What I thought would be seen as a provocation turned out to be the perfect ice breaker and soon enough we were toasting with Poltava fans, some of the nicest I’ve met.
We were able to communicate despite their broken English and our non-existent Ukrainian – all we knew were a few words in Russian, which they understood, but politely translated into Ukrainian.
They offered us a scarf, designed especially for the game, with the shields of both team and, to show our appreciation, we ordered a round of vodka shots.
Our newfound friends promptly accepted but demanded that we drink the Ukranian way.
One of them rushed out of the restaurant only to come back a couple of minutes later with a plastic container full of homemade cold salo – white pork fat, which is one of Ukraine’s national dishes – and a bag of radishes. We were to nibble on the salo and the radishes while enjoying the vodka.
‘See you in Lisbon’
Before we allowed the drinking to get out of hand we made our way to the Vorskla stadium, a small old style venue, similar to the ones I used to go to back in Lisbon in the early 1990s.
It didn’t have any cover and on a night as cold as that one, we certainly learned what a difference that makes. We made our way to the main central stand and soon realized we were but two drops in a sea of Ukrainian supporters.
The stadium was only half full so we could see four or five other Sporting supporters, in the visitors stand on one of the opposite corners, but that was it.

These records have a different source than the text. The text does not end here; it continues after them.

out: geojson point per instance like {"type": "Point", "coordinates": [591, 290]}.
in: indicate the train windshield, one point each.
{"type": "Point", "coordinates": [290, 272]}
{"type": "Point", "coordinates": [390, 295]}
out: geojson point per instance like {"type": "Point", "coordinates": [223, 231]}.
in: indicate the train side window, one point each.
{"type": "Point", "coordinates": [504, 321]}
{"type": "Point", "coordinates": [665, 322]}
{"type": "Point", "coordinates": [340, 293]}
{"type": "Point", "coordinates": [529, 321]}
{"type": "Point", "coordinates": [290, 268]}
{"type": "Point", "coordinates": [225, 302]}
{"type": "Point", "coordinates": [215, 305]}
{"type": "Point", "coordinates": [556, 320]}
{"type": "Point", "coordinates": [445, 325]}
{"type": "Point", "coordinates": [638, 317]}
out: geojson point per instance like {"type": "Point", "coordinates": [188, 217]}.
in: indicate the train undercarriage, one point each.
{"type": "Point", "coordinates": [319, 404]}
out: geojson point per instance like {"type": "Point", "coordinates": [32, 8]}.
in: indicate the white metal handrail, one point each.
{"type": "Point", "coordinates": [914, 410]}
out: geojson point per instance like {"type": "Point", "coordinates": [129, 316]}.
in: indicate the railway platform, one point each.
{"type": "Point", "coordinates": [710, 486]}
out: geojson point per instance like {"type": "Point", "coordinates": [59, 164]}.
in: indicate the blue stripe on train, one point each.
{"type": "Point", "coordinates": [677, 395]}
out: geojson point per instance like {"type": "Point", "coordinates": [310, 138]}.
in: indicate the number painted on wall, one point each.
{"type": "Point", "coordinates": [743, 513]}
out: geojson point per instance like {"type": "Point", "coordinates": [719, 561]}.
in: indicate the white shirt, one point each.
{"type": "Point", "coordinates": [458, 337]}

Poltava scored first and the crowd erupted around us, but both teams were playing lacklustre football. In the end, Sporting scored two late goals (in the 90th and 93rd minute) and stole the win.
Given the hospitality we’d been shown we quietly – and respectfully – celebrated among heartbroken Poltava fans. We returned to the same restaurant we had been to before the game, only to be reunited with the friends we had met earlier.
They congratulated us on the win, we told them they had deserved it the most and we picked up where we had left off.
The evening went on long into the night and two of them, Barik and Kaban, saved their names and numbers on my phone and told us they would be making a trip similar to ours: “See you in Lisbon,” they said. “We’re going to drive there.”